ビジネス

2020.07.08

【独占】ダイソンの掃除機を仕切る男が、アジア拠点の意味を語る

シンガポールの自宅から取材に応じてくれた、ダイソン フロアーケア バイスプレジデント ジョン・チャーチル


シンガポールに在るという意味


ダイソンは、本社機能をイギリスからシンガポールに移転した。2017年、多くの人が驚いたニュースだった。当時は、ブレグジットにともなう税制上のメリットのためという後ろ向きな見方の記事も多く書かれた。確かに、何千キロも離れた極東に移転というのは、驚き以外に相当な理由が思いつかなかった。しかし、シンガポール本社の顔であるジョンは、まったく違う視野の広さを示してくれた。

「ここは戦略的拠点として最適な場所です。そもそも生産の多くはアジアで行っていて、マレーシア、フィリピンで生産し、モーターはシンガポール、さらにソフトウェア開発は上海、というように。コンテナ取扱量世界2位の巨大な港(シンガポール港)もある。サプライチェーン、オペレーションの点で申し分ない立地なのです」

そして同国は海外資本の投資にも積極的だ。

「政府の支援もあり企業の投資も奨励されている環境があります。最も重要なことは、ビジネスが成長している場所に存在している、ということなのです。アジア全体で見れば特にこの3、4年、急速にマーケットが成長しています。サプライチェーン、人材、ビジネスのしやすさ、政府との長期的的戦略、それらを紐づける地理的位置づけ、成長している地域に在るということが重要な要素となっているのです」

アジアで9年仕事をしているジョンの肌で感じる事実だ。

「繁栄したいなら、まず、みなと同じ場所で息を吸って生活することが大事。
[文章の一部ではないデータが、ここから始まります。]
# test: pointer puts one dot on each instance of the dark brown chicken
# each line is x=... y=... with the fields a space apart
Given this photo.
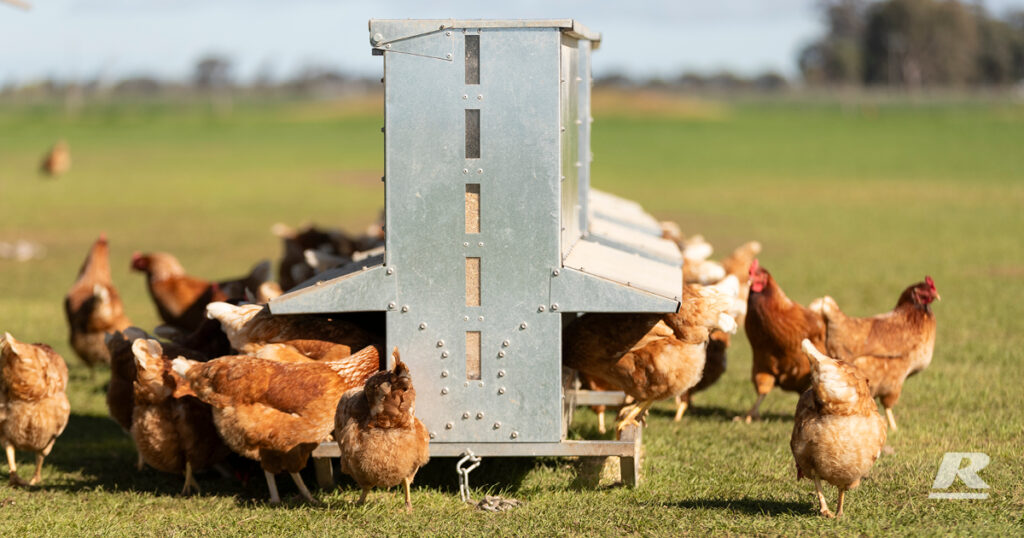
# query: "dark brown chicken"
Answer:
x=838 y=432
x=181 y=298
x=251 y=327
x=93 y=307
x=34 y=409
x=888 y=347
x=272 y=412
x=382 y=443
x=775 y=326
x=173 y=435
9年間変化を見続けてきて強く思うのです」

家電メーカーではなくグローバルテクノロジー企業として


ジョンは、興味深い比較も教えてくれた。中国では掃除機の音はあまり気にせず、パワーやパフォーマンスを求め、色に関してもカラフルで明るいトーンを好み、そして現在ではロボット掃除機の需要に発展しているという。韓国では、日本同様に細かいホコリを取りたいと思い一番パワフルなマシンを望む。と同時に、拭き掃除を好むという。

このような特性は国ごとに違いが見られ、マーケティング要素はエンジニアとしても理解しなければならないという。そして、なによりアジアでダイソンの主力商品であるフロアーケア(掃除機)を統括する立場のジョンは、エンジニアだ。

新製品のラインナップを手に取ってみる
Dyson Digital Slim™️ は4つのラインナップが用意されている。

「エンジニアが課題を理解しなければならないのです。そうでなければ市場が欲しいものを提供できないからです。単に技術だけでなく、消費者が何を重視しているかを理解し、市場のエキスパートとして製品開発を進めることが必要なのです。現在では、シンガポールと上海にソフトウェアの開発拠点があり品質向上のフィードバックを各国からネットワークし、トライアルを試したりもしています。エンジニアを市場に送って実際に使って試すことも行います。実際に求められる製品を売るにあたり、本当に市場に求められているものを、同時に既存の製品とは全く違う製品を出さなければならない。エンジニア自らがニーズを形にするのです」

ダイソンジャパンでは、今回の「日本向け」新製品Dyson Digital Slim™️コードレスによって、コードレス掃除機全体で7―12月の昨年対比販売金額20%アップを目指しているという。日本を理解し、ニーズを知り、試行錯誤でエンジニアたちが作り上げた製品は、すくなくとも日本の消費者の声に応え、ものづくりの熱を与えることだろう。